Anybody here remember back to the sixties, the heyday of the hippie era? Those were my teen years so I remember them with exceptional vividness. Remember the dawning of the Age of Aquarius? It was going to be a whole new world, a whole new era. Harmony and understanding, sympathy and trust abound... All we had to do was reject everything our parents stood for... Don’t trust anyone over 30, make love, not war... We are the people our parents warned us against.

The underlying assumption was, “everything your parents stood for is wrong.”

And the fallout from that assumption is the culture we see around us.

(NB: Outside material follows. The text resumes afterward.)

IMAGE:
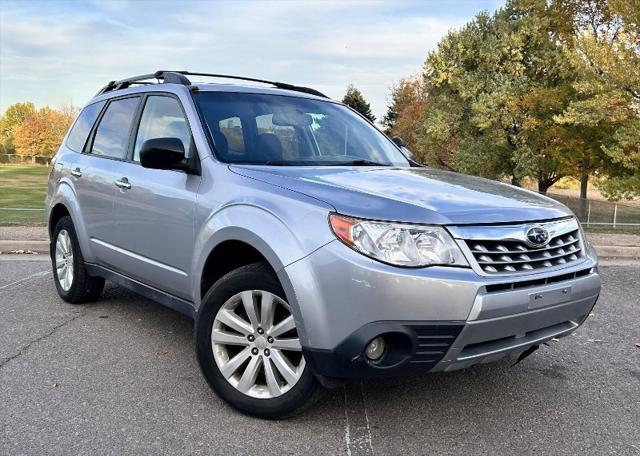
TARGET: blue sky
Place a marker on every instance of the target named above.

In The Closing of the American Mind, Allan Bloom said that there is one thing a professor can be absolutely certain of: “almost every student entering the university believes, or says he believes, that truth is relative.” And in the years since he wrote this book, the moral and intellectual climate in the country has steadily declined, and not just in the past decade. In the 1980’s a humanities teacher in California reported in alarm that an exercise in values clarification she had been assigning for 20 years has taken an alarming turn. The gist of the exercise is that a village becomes sufficiently inflamed by an incident which has been blown out of proportion by gossip and innuendo that the villagers stone the offender to death. The teacher has always been able to get a good discussion going over the nature of right and wrong, of moral responsibility. But this year the consensus in the classroom was that we have no basis to judge the morality of the acts of another culture. “What’s wrong for us,” the students said, “might be right for them.” How big a step is it from “It’s ok for them,” to “If it’s ok anywhere, why shouldn’t it be ok everywhere?” Why should anything be forbidden at all?